Andere Erklärung: Die manifeste Variable ist eine festgesetzte Variable, die man anhand einer Frage beantworten kann. (In welchem Semester studierst du?) Sie ist eindeutig erfassbar.Die latente Variable ist eine nicht einfach ersichtliche Variable. Sie muss durch mehrere zusammenhängende Fragen beantworten werden. (Am Beispiel der Motivation, die nicht offensichtlich beobachtbar ist, könnten Fragen zum Lernverhalten gestellt werden.) Daher ist die latente Variable nicht eindeutig erfassbar.

3.4 Datenauswertung

  • Hypothese: Eine Hypothese ist die Behauptung eines vermuteten Zusammenhangs zwischen zwei (oder mehr) Variablen. Diese müssen überprüfbar sein. Keine wissenschaftlichen Hypothesen sind Beschreibungen (Petra ist 1,70m groß), Klassifikationen (Wien ist in 23 Bezirke eingeteilt), Analogien (Liebe ist wie das Eintauchen im Ozean), Orientierungsaussagen (das Sein bestimmt das Bewusstsein), normative Aussagen (Wenn Angestellte viel Verantwortung tragen, dann sollen sie auch gut bezahlt werden.)
    • Unterschiedshypothese: Ist die unabhängige Variable dichotom (d.h. besitzt sie nur zwei Ausprägungen), so kann der Zusammenhang zwischen den beiden Variablen als Wenn-dann-Hypothese formuliert werden.
    • Zusammenhangshypothese: Sind die Ausprägungen sowohl der unabhängigen als auch der abhängigen Variablen als Rangfolge interpretierbar, so kann der Zusammenhang als Je-desto-Hypothese formuliert werden.
    • Tautologien: Tautologie (griech. ‘Wiederholung von bereits Gesagtem’) bezeichnet eine Aussage, die immer wahr ist. Tautologien (=allgemein gültige Aussagen) sind ein Konzept aus der Logik. Eine Tautologie ist eine Aussage oder logische Formel, die in jeder Situation bzw. variablen Belegung wahr ist.
      • Wenn der Hahn kräht auf dem Mist, dann ändert sich das Wetter oder es bleibt wie es ist. (Hier wird vermeintlich eine Aussage getroffen, über die Fähigkeit eines Hahnes das Wetter zu ändern. Betrachtet man den zweiten Teil des Satzes genau, sieht man dass das oder beide möglichen Fälle (positiv und negativ) abdeckt.

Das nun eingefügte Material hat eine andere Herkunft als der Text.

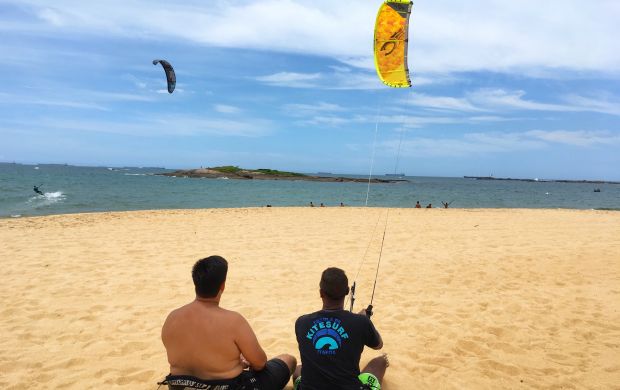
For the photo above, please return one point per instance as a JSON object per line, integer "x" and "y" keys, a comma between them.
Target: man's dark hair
{"x": 208, "y": 275}
{"x": 334, "y": 283}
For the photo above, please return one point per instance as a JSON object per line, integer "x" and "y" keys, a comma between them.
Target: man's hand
{"x": 244, "y": 362}
{"x": 367, "y": 311}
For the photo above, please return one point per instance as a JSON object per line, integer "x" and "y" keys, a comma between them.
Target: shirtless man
{"x": 209, "y": 345}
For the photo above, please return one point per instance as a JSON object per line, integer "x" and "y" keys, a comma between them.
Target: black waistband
{"x": 180, "y": 382}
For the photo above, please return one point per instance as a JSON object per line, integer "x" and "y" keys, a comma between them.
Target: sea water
{"x": 71, "y": 189}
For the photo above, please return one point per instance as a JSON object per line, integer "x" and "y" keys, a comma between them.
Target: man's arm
{"x": 373, "y": 333}
{"x": 248, "y": 344}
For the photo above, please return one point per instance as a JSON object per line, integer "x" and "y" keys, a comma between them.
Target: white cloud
{"x": 175, "y": 125}
{"x": 441, "y": 102}
{"x": 604, "y": 104}
{"x": 290, "y": 79}
{"x": 471, "y": 144}
{"x": 576, "y": 138}
{"x": 298, "y": 109}
{"x": 52, "y": 17}
{"x": 497, "y": 100}
{"x": 516, "y": 37}
{"x": 226, "y": 109}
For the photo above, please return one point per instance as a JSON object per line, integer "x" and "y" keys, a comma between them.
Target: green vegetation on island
{"x": 234, "y": 172}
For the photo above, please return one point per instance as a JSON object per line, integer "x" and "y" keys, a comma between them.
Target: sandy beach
{"x": 465, "y": 299}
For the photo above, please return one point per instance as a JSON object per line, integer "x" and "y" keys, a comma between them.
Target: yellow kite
{"x": 391, "y": 36}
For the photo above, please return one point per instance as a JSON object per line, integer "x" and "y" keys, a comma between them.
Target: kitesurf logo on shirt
{"x": 327, "y": 335}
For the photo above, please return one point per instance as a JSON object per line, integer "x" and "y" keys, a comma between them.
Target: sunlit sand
{"x": 464, "y": 299}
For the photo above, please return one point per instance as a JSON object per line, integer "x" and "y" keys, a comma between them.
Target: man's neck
{"x": 209, "y": 301}
{"x": 331, "y": 306}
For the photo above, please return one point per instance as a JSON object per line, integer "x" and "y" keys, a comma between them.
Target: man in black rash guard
{"x": 331, "y": 342}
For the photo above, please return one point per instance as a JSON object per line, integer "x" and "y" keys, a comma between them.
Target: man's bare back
{"x": 211, "y": 346}
{"x": 207, "y": 341}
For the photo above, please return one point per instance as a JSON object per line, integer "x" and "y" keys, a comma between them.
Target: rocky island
{"x": 234, "y": 172}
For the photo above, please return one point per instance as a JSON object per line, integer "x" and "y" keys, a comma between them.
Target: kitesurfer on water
{"x": 331, "y": 342}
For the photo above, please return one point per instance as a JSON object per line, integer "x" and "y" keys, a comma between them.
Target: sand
{"x": 476, "y": 299}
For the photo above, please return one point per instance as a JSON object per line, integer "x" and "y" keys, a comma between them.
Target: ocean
{"x": 73, "y": 189}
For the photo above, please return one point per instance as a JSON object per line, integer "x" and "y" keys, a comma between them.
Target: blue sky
{"x": 513, "y": 89}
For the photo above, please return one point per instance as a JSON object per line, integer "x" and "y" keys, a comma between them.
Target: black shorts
{"x": 274, "y": 376}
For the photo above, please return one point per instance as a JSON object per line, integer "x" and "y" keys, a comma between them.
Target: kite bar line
{"x": 369, "y": 308}
{"x": 352, "y": 295}
{"x": 374, "y": 147}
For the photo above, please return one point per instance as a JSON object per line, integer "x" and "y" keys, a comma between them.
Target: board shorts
{"x": 274, "y": 376}
{"x": 368, "y": 382}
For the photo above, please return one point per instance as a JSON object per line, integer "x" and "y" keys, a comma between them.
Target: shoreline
{"x": 473, "y": 209}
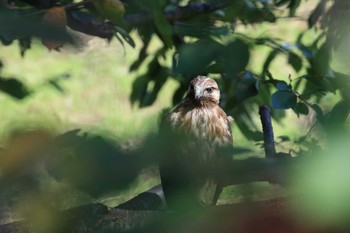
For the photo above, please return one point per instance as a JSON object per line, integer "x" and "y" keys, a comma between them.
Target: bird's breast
{"x": 208, "y": 124}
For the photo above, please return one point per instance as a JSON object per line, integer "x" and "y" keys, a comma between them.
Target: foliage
{"x": 201, "y": 37}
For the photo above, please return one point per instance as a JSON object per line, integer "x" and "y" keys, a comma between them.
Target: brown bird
{"x": 198, "y": 141}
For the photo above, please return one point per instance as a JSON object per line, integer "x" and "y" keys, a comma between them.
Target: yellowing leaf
{"x": 113, "y": 10}
{"x": 55, "y": 17}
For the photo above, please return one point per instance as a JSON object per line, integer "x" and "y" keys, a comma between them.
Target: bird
{"x": 197, "y": 140}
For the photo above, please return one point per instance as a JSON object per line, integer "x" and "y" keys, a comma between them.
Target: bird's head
{"x": 204, "y": 90}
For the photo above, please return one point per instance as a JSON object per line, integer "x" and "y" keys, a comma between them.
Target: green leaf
{"x": 139, "y": 88}
{"x": 295, "y": 61}
{"x": 194, "y": 58}
{"x": 301, "y": 108}
{"x": 293, "y": 6}
{"x": 234, "y": 57}
{"x": 125, "y": 36}
{"x": 283, "y": 99}
{"x": 338, "y": 115}
{"x": 272, "y": 55}
{"x": 319, "y": 113}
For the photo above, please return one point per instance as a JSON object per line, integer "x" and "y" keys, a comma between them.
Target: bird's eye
{"x": 209, "y": 90}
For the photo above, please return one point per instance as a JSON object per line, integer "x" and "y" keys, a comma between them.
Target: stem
{"x": 269, "y": 143}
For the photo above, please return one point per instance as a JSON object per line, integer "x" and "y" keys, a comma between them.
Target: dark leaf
{"x": 24, "y": 45}
{"x": 283, "y": 86}
{"x": 317, "y": 13}
{"x": 14, "y": 88}
{"x": 283, "y": 99}
{"x": 86, "y": 23}
{"x": 246, "y": 86}
{"x": 179, "y": 93}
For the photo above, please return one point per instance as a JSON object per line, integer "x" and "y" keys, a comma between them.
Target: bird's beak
{"x": 197, "y": 94}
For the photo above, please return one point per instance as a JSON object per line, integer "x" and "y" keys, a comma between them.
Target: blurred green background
{"x": 88, "y": 87}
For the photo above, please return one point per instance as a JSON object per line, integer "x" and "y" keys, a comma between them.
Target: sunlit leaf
{"x": 14, "y": 88}
{"x": 283, "y": 99}
{"x": 55, "y": 17}
{"x": 113, "y": 10}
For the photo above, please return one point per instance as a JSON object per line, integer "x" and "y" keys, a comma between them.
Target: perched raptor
{"x": 197, "y": 140}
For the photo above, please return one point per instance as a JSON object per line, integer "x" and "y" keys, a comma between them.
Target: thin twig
{"x": 269, "y": 142}
{"x": 67, "y": 7}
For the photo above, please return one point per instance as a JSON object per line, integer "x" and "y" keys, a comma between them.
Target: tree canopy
{"x": 201, "y": 37}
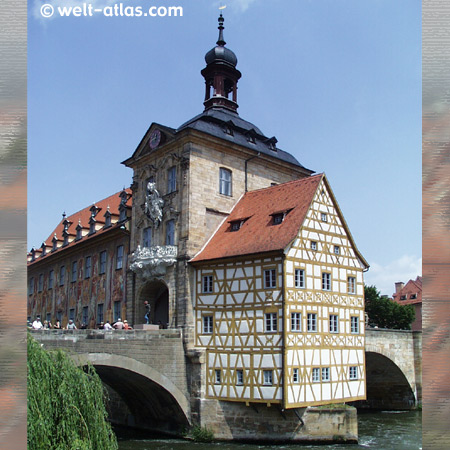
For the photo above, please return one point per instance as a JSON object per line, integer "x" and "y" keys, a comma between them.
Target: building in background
{"x": 410, "y": 294}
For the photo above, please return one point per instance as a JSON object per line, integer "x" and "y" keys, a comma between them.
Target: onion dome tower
{"x": 221, "y": 75}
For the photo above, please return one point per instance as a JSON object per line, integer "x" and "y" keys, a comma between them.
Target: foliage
{"x": 65, "y": 404}
{"x": 200, "y": 434}
{"x": 385, "y": 313}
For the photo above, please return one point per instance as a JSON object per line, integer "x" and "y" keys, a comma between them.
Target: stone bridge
{"x": 150, "y": 375}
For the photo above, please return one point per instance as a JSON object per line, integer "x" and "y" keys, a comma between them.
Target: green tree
{"x": 66, "y": 408}
{"x": 385, "y": 313}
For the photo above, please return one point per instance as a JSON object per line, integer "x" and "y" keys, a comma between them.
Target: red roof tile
{"x": 256, "y": 209}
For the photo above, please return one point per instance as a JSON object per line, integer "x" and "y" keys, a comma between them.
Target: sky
{"x": 338, "y": 82}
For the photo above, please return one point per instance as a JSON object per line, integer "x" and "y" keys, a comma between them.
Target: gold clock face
{"x": 155, "y": 139}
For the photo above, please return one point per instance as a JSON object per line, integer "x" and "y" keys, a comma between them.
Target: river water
{"x": 390, "y": 430}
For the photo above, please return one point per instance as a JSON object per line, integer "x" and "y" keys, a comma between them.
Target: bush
{"x": 66, "y": 408}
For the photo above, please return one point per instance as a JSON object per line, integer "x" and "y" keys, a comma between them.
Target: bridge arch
{"x": 154, "y": 401}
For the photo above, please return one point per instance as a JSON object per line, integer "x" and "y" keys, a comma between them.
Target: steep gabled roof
{"x": 83, "y": 217}
{"x": 255, "y": 211}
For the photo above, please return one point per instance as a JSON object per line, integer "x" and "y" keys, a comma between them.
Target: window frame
{"x": 354, "y": 325}
{"x": 101, "y": 263}
{"x": 171, "y": 179}
{"x": 268, "y": 377}
{"x": 333, "y": 325}
{"x": 311, "y": 322}
{"x": 326, "y": 281}
{"x": 208, "y": 324}
{"x": 351, "y": 285}
{"x": 207, "y": 284}
{"x": 74, "y": 274}
{"x": 225, "y": 182}
{"x": 299, "y": 278}
{"x": 119, "y": 257}
{"x": 270, "y": 322}
{"x": 272, "y": 279}
{"x": 296, "y": 322}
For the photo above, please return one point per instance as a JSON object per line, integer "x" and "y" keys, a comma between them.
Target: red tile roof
{"x": 256, "y": 209}
{"x": 411, "y": 288}
{"x": 83, "y": 217}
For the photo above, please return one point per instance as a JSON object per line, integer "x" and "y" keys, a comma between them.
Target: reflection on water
{"x": 390, "y": 430}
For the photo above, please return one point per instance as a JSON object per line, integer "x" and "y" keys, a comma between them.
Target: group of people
{"x": 47, "y": 325}
{"x": 38, "y": 325}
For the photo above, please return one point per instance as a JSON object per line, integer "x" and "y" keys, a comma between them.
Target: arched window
{"x": 225, "y": 178}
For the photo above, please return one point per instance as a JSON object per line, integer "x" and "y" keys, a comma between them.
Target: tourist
{"x": 71, "y": 325}
{"x": 119, "y": 325}
{"x": 37, "y": 324}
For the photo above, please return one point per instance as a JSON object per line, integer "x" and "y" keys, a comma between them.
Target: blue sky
{"x": 338, "y": 82}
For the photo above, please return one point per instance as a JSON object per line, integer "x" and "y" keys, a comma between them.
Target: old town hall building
{"x": 229, "y": 238}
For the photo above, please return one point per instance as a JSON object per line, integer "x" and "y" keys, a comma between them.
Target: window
{"x": 87, "y": 267}
{"x": 296, "y": 322}
{"x": 299, "y": 278}
{"x": 351, "y": 285}
{"x": 102, "y": 262}
{"x": 62, "y": 275}
{"x": 326, "y": 281}
{"x": 239, "y": 377}
{"x": 316, "y": 374}
{"x": 172, "y": 180}
{"x": 51, "y": 279}
{"x": 116, "y": 311}
{"x": 41, "y": 282}
{"x": 268, "y": 377}
{"x": 225, "y": 182}
{"x": 270, "y": 279}
{"x": 147, "y": 237}
{"x": 31, "y": 286}
{"x": 119, "y": 257}
{"x": 85, "y": 315}
{"x": 277, "y": 219}
{"x": 334, "y": 323}
{"x": 74, "y": 271}
{"x": 100, "y": 313}
{"x": 312, "y": 321}
{"x": 208, "y": 324}
{"x": 207, "y": 284}
{"x": 170, "y": 232}
{"x": 354, "y": 324}
{"x": 271, "y": 322}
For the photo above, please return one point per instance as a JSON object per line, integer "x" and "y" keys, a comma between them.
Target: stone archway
{"x": 156, "y": 293}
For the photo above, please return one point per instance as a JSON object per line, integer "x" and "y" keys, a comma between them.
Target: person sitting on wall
{"x": 37, "y": 324}
{"x": 71, "y": 325}
{"x": 147, "y": 312}
{"x": 119, "y": 325}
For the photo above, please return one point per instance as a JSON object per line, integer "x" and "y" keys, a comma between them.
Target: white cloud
{"x": 384, "y": 277}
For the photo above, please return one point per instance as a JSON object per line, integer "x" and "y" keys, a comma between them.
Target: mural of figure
{"x": 153, "y": 204}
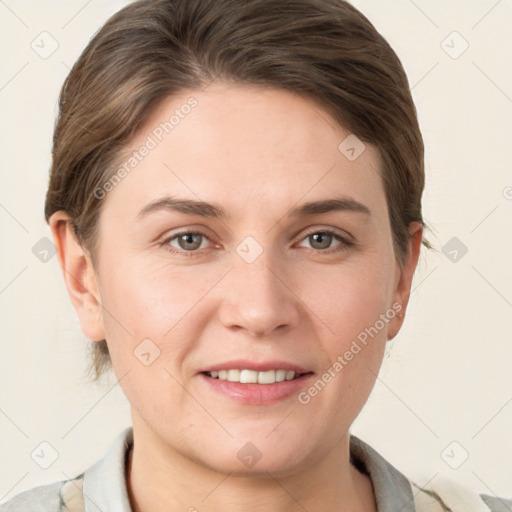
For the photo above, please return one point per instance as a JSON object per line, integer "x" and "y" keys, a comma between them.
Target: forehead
{"x": 247, "y": 146}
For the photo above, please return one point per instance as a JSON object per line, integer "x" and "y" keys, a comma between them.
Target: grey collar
{"x": 105, "y": 487}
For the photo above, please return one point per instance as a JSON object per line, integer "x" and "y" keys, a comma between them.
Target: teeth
{"x": 253, "y": 377}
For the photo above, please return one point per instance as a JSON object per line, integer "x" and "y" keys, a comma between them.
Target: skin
{"x": 258, "y": 153}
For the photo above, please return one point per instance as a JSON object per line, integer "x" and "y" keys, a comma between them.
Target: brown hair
{"x": 325, "y": 50}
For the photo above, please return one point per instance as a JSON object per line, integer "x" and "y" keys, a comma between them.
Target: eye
{"x": 321, "y": 241}
{"x": 188, "y": 242}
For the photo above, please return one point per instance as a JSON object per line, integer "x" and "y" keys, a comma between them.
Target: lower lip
{"x": 258, "y": 394}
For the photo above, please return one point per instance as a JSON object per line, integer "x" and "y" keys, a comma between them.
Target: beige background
{"x": 448, "y": 376}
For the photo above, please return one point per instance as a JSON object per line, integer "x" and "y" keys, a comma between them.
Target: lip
{"x": 257, "y": 394}
{"x": 263, "y": 366}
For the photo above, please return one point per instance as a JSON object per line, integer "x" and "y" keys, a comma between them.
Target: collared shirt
{"x": 102, "y": 487}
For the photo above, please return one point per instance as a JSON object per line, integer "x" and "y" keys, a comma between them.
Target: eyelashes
{"x": 197, "y": 249}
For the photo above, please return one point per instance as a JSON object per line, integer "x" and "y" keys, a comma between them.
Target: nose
{"x": 259, "y": 297}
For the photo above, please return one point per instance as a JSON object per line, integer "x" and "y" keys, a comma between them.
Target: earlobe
{"x": 403, "y": 281}
{"x": 79, "y": 276}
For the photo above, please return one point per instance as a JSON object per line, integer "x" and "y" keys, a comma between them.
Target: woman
{"x": 235, "y": 197}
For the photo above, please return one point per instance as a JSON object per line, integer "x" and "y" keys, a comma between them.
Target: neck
{"x": 159, "y": 478}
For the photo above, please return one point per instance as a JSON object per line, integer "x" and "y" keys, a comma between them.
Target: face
{"x": 258, "y": 279}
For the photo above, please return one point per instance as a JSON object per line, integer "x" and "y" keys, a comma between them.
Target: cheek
{"x": 349, "y": 300}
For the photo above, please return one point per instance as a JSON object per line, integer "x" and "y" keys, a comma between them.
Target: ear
{"x": 79, "y": 276}
{"x": 404, "y": 275}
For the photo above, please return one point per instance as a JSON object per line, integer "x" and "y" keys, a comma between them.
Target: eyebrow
{"x": 204, "y": 209}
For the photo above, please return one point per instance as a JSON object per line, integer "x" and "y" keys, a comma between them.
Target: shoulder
{"x": 443, "y": 494}
{"x": 63, "y": 496}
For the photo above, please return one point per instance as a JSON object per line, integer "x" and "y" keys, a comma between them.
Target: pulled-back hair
{"x": 323, "y": 50}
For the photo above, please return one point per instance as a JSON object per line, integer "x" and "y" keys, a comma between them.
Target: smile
{"x": 254, "y": 377}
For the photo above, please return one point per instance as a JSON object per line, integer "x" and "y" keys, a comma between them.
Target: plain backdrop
{"x": 442, "y": 404}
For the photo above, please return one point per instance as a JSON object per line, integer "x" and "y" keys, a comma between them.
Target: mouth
{"x": 246, "y": 376}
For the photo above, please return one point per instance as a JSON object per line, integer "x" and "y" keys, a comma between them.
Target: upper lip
{"x": 262, "y": 366}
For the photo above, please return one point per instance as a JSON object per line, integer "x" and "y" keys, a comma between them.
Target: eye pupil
{"x": 322, "y": 237}
{"x": 188, "y": 239}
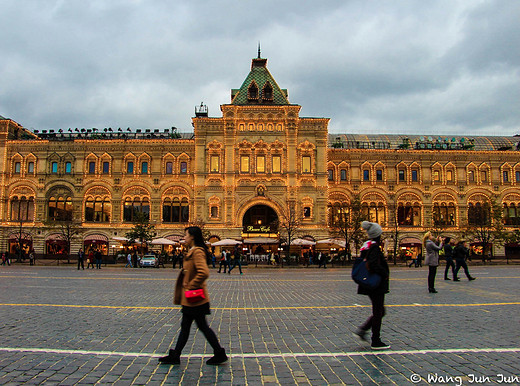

Somit ist dieser Teil des Satzes immer wahr. Bei dem ersten Teil des Satzes handelt es sich um eine Implikation. Eine Implikation ist dann wahr, wenn die Grundaussage falsch ist, hier wenn der Hahn nicht auf dem Mist krähen würde oder wenn beide Teile der Aussage wahr sind. Wie bereits geklärt der zweite Teil ist immer wahr und somit ist die gesamte Aussage auch immer wahr, daher ist sie eine Tautologie.)
      • Je schwächer die Beschäftigungsdynamik desto höher die Arbeitslosigkeit. Wenn negative Kindheitserfahrung, dann neurotische Symptome.
      • Wenn keine negativen Kindheitserfahrungen und trotzdem neurotische Symptome - dann liegt Verdrängung vor.
      • Alle Menschen sind Menschen
      • Heute ist Mittwoch oder es ist nicht Mittwoch

3.5 Übung mit Software

  • Öffne den Datensatz “Froehlich et al 2014 Daten 100.sav” mit einem Statistik-Programm deiner Wahl.
  • Identifiziere Variablen, Fälle und Werte.
  • Datensätze in Software

3.6 Wiederholungsfragen

  • Definiere Grundgesamtheit und Stichprobe.
  • Unterscheide zwischen Variablen und Fällen.
  • Definiere abhängige/unabhängige und latente/manifeste Variablen.
  • Was macht gute Hypothesen aus?
  • Denke an eine Politik-Meinungsumfrage im Rahmen einer kommenden Wahl in Österreich (Bitte antworte in 1-2 Sätzen pro Unter-Frage.).
      1. Was ist hier die Grundgesamtheit …
    • (b)…und wie wird sie formal definiert?
      1. Was ist die Stichprobe…
    • (d)…und wie wird sie formal definiert?